We had food enough, and with the water we were all quite
refreshed; but we missed fresh meat. It had been weeks, now,
since we had tasted it, and the sight of the reptiles gave me
an idea--that a steak or two from one of them might not be
bad eating. So I went on deck with a rifle, twenty of which were
aboard the U-33. At sight of me a huge thing charged and climbed
to the deck. I retreated to the top of the conning-tower, and
when it had raised its mighty bulk to the level of the little deck
on which I stood, I let it have a bullet right between the eyes.

The thing stopped then and looked at me a moment as much as to
say: "Why this thing has a stinger! I must be careful." And then
it reached out its long neck and opened its mighty jaws and grabbed
for me; but I wasn't there. I had tumbled backward into the tower,
and I mighty near killed myself doing it. When I glanced up, that
little head on the end of its long neck was coming straight down on
top of me, and once more I tumbled into greater safety, sprawling
upon the floor of the centrale.

Olson was looking up, and seeing what was poking about in the
tower, ran for an ax; nor did he hesitate a moment when he
returned with one, but sprang up the ladder and commenced
chopping away at that hideous face. The thing didn't have
sufficient brainpan to entertain more than a single idea at once.

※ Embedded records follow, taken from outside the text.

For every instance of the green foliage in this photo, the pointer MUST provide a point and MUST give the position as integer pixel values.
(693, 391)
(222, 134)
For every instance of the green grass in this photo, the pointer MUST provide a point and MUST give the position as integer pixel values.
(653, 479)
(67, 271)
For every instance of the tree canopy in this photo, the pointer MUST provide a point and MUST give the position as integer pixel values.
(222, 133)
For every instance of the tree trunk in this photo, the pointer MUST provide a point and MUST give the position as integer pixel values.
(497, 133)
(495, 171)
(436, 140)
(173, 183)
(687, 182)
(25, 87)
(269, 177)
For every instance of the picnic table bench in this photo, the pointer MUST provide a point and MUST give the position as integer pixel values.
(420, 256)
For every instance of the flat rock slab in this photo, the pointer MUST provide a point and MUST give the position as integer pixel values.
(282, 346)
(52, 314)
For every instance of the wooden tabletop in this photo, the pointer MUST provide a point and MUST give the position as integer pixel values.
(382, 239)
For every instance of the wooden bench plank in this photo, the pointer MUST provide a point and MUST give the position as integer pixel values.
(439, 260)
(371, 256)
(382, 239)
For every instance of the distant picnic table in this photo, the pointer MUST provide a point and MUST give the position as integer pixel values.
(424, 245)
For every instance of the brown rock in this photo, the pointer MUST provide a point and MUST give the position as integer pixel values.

Though chopped and hacked, and with a bullethole between its
eyes, it still persisted madly in its attempt to get inside the
tower and devour Olson, though its body was many times the
diameter of the hatch; nor did it cease its efforts until after
Olson had succeeded in decapitating it. Then the two men went on
deck through the main hatch, and while one kept watch, the other
cut a hind quarter off Plesiosaurus Olsoni, as Bradley dubbed
the thing. Meantime Olson cut off the long neck, saying that it
would make fine soup. By the time we had cleared away the blood
and refuse in the tower, the cook had juicy steaks and a steaming
broth upon the electric stove, and the aroma arising from P. Olsoni
filled us an with a hitherto unfelt admiration for him and all his kind.